Russ Chandler Stadium Aims To Be a Good Neighbor
Georgia Tech’s Yellow Jackets baseball team has posted numerous NCAA Division I conference championships and practices and plays all of its home games at Russ Chandler Stadium, a 4,000-plus–seat stadium originally built in 1930 and massively renovated in 2002. Located in Atlanta’s Midtown area, the stadium has the potential for noise complaints from nearby classroom buildings and businesses.
Taking the neighbors into consideration, Gainesville, GA-based A/V firm dB Integrations recently installed two Danley-based sound systems for Russ Chandler Stadium: for game day, one that includes a Danley SH96HO loudspeaker and a Danley BC415 subwoofer; for practices, one featuring a more modest Danley OS80 weatherized loudspeaker. Both rely on DSP pattern control to put sound where it needs to be and minimize it everywhere else.
The seats stretch from approximately first base to approximately third base, and a single Danley SH96HO mounted on an existing tower hits all of them perfectly with minimal spill above or to either side. The Danley BC415 subwoofer also provides significant low-frequency power and directivity, which again helps satisfy the close-quarters requirements for the stadium’s new system. Each of two Danley DNA 20k4 Pro amplifiers — one for the SH96HO and one for the BC415 —delivers four 5,000-W amplifier channels with comprehensive DSP and custom presets for the boxes. In the press box, four new Shure ULXD wireless receivers paired with handheld microphones feed an Allen & Heath SQ5, along with various playback devices.
“We were careful to build game-day and practice systems that would help the team avoid noise complaints,” explains Ronnie Stanford, director, sales and marketing, dB Integrations. “In addition, we designed and installed a whole new frontend in the press box, along with simple practice control from the home dugout.”

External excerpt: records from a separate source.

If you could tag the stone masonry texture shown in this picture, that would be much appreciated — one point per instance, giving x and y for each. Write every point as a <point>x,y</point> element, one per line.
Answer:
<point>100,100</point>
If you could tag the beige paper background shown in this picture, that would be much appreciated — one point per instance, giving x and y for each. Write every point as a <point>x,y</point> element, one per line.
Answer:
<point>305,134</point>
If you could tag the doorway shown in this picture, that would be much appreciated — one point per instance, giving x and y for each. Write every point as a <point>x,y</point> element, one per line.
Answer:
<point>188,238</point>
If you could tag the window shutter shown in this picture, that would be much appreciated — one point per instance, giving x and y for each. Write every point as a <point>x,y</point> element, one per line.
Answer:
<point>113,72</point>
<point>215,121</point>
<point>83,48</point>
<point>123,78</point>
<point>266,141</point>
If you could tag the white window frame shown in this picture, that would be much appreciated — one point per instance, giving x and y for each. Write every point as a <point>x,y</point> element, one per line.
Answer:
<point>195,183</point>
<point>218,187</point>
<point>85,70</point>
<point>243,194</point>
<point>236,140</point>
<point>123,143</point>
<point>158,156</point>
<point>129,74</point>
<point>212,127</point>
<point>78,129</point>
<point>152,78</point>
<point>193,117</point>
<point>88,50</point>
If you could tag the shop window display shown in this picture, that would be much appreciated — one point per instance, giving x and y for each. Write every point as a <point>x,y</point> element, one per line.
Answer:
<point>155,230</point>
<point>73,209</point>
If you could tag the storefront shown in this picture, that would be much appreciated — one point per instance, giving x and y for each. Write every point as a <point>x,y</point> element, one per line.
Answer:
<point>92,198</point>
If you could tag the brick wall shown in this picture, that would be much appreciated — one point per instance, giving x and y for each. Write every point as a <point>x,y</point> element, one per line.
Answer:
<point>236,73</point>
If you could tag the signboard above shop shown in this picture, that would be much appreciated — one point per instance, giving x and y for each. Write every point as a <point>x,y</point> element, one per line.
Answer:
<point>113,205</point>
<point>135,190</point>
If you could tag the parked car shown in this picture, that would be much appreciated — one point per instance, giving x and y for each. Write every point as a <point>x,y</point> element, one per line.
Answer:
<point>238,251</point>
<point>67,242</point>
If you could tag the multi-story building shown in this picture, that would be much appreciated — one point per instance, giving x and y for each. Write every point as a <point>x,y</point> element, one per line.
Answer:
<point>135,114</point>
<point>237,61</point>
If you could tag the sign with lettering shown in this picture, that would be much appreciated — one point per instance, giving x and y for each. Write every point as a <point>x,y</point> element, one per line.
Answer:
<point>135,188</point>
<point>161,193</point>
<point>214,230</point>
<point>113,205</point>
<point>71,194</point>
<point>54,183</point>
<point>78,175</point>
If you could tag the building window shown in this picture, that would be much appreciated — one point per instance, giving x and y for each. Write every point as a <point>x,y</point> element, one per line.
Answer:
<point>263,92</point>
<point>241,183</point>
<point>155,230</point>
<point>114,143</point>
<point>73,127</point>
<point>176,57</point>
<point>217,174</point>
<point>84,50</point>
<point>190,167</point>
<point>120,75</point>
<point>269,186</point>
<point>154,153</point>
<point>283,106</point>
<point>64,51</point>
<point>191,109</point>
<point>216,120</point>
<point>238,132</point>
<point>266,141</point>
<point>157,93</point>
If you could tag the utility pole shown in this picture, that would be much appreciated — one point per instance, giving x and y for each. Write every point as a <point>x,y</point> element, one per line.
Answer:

At Angel Stadium, Music for the Players
Angel Stadium of Anaheim, CA, now has a permanently installed field-level sound system to play music during pregame practices and warmups. According to Brad Fisher, senior account executive, Diversified, the demand for this came directly from the players: “The athletes raised their voices on this one. In the past, we’ve seen temporary systems rolled onto the field for pregame music. [But] throwing [sound] from the upper deck through the [main] PA just doesn’t give them the punch they want to hear on the field.”
The venue now houses a 200,000-W combined d&b Audiotechnik and Nexo SA speaker system through 300 speakers and 50 subwoofers. A Yamaha CL3 mixing console and QSC QSYS processors provide control for the system, which, except for the announcer’s mic, is entirely digital. Two amplifier rooms with power, HVAC, and fiber connections were added to shorten wire lengths for improved performance to the extended seating sections.
Fisher notes that, while ever-larger in-venue video is important for fan engagement, so is the sound that is married to those pictures. “The quality of the synchronized audio is critical. The sound has to have a presence. It has to sound good. It can’t be an afterthought.”